Menurut Hamdan, berdasarkan putusan MK No. 82/PUU-XI/2013,
setidaknya ada tiga jenis ormas di Indonesia, yakni ormas berbadan hukum, ormas
terdaftar, dan ormas tidak terdaftar. Ormas tidak terdaftar, dalam hal ini FPI,
tidak mendapat pelayanan pemerintah dalam segala kegiatannya, sedangkan ormas
terdaftar mendapat pelayanan negara.
"UU tidak mewajibkan suatu ormas harus terdaftar atau
harus berbadan hukum. Karena hak berkumpul dan berserikat dilindungi
konstitusi. Negara hanya dapat melarang kegiatan ormas jika kegiatannya
menggangu keamanan dan ketertiban umum atau melanggar nilai-nilai agama dan
moral," kata Hamdan yang juga Wakil Ketua Dewan Pertimbangan MUI 2020-2025
ini.
Baca Juga:
Dituding gunakan pendekatan hukum Hitler, Yusril: Saya atau Pak SBY?

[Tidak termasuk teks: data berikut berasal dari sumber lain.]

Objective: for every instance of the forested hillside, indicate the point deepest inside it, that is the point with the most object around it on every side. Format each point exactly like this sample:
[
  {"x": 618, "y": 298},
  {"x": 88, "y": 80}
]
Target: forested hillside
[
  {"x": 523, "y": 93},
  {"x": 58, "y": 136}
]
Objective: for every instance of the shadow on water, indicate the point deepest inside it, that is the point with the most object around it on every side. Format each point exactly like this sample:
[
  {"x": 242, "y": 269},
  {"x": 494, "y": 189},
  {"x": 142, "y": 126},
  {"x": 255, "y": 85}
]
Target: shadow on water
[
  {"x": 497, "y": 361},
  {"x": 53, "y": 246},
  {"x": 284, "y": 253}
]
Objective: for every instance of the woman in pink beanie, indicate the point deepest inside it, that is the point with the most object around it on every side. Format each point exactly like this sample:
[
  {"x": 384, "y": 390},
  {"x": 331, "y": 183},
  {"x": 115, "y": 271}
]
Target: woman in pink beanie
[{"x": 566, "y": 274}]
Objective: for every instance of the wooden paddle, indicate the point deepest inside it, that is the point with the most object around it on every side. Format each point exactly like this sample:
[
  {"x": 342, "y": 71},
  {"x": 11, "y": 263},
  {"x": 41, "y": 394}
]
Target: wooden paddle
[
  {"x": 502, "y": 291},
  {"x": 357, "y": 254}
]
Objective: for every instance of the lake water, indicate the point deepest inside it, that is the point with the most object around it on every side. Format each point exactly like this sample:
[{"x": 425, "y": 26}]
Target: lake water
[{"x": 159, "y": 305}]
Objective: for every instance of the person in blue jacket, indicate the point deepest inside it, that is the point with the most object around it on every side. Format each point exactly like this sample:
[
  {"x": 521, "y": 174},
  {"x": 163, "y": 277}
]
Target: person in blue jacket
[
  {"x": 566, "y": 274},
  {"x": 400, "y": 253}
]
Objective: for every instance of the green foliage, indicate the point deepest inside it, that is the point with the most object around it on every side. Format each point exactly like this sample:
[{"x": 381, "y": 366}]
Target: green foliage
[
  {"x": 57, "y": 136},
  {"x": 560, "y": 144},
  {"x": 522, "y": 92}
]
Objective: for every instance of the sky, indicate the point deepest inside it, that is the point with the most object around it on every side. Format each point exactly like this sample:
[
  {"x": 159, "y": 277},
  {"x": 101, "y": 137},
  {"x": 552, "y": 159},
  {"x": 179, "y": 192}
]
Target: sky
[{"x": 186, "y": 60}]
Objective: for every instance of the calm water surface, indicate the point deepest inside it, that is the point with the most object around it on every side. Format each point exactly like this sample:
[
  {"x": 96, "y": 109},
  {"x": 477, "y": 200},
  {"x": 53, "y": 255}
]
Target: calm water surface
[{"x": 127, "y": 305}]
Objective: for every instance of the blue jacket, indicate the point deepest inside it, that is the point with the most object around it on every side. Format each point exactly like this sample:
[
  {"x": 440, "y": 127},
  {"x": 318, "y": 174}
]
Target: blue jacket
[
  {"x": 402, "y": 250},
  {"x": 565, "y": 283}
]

Meski demikian, Hamdan menegaskan, negara dapat membatalkan
badan hukum atau pendaftaran ormas. Sehingga, ormas tersebut tidak berhak
mendapat pelayanan dari negara jika melanggar larangan-larangan yang ditentukan
UU.
"Negara dapat melarang suatu organisasi jika organisasi
itu terbukti merupakan organisasi teroris atau berafiliasi dengan organisasi
teroris, atau ternyata organisasi itu adalah organisasi komunis atau organisasi
kejahatan," pungkasnya.
Dalam poin Maklumat Kapolri yang dikeluarkan tanggal 1
Januari 2021, tercantum larangan bagi yang mengunggah konten mengenai FPI di
media sosial. Namun, tak ada ancaman pidana yang tertera di dalamnya.

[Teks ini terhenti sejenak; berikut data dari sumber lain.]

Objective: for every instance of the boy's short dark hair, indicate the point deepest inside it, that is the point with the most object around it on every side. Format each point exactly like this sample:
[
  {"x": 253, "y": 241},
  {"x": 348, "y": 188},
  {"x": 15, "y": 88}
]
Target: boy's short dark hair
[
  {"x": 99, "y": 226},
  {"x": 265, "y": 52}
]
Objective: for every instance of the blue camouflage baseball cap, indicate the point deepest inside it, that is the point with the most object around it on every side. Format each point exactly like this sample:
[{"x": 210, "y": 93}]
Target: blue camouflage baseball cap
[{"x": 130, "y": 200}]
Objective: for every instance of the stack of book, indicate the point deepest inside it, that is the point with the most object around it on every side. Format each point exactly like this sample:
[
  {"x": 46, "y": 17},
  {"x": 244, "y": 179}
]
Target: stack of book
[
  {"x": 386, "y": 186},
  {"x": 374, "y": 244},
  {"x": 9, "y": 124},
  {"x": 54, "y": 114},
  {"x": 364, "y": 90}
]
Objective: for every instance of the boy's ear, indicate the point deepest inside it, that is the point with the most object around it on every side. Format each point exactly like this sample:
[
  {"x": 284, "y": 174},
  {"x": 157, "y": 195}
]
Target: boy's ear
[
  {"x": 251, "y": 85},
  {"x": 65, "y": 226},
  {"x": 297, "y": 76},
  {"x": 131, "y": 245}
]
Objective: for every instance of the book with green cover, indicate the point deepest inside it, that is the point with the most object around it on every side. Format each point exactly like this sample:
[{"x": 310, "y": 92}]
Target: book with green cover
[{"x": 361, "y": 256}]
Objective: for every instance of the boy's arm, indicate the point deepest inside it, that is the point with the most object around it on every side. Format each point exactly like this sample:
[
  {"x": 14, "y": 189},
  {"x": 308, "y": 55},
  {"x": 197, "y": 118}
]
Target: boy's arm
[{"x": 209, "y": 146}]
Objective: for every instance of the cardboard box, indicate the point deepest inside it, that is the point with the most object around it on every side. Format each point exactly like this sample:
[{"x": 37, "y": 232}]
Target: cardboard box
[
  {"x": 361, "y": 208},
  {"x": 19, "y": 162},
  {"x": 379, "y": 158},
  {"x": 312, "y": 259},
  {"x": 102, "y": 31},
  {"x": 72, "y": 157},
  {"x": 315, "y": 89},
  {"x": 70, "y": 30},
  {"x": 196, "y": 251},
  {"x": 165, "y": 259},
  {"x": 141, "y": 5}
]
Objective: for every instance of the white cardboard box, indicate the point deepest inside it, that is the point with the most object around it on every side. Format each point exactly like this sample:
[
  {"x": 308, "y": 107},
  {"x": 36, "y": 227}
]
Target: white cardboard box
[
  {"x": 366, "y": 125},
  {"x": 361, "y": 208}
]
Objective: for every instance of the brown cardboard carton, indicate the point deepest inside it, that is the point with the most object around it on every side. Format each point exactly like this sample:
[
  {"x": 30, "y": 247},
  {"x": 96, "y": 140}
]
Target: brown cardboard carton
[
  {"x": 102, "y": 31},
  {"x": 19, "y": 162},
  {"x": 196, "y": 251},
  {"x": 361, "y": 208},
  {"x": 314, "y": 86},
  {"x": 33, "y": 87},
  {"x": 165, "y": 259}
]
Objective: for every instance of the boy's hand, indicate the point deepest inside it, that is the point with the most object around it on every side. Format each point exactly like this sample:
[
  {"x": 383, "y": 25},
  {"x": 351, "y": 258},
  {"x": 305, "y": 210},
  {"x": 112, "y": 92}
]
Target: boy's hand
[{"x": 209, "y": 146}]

"Masyarakat tidak mengakses, mengunggah, dan menyebarluaskan
konten terkait FPI, baik melalui website ataupun media sosial," tulis
Kapolri Jenderal Idham Azis dalam maklumat tersebut, Jumat (1/1).
Bila maklumat dilanggar, siapa pun yang kedapatan
menyebarluaskan konten FPI akan ditindak. Sayangnya, Kapolri tak merinci sanksi
tersebut.
"Apabila ditemukan perbuatan yang bertentangan dengan
maklumat ini, maka setiap anggota Polri wajib melakukan tindakan yang
diperlukan sesuai dengan ketentuan peraturan perundang-undangan, ataupun
diskresi kepolisian," tegas Idham. [dhn]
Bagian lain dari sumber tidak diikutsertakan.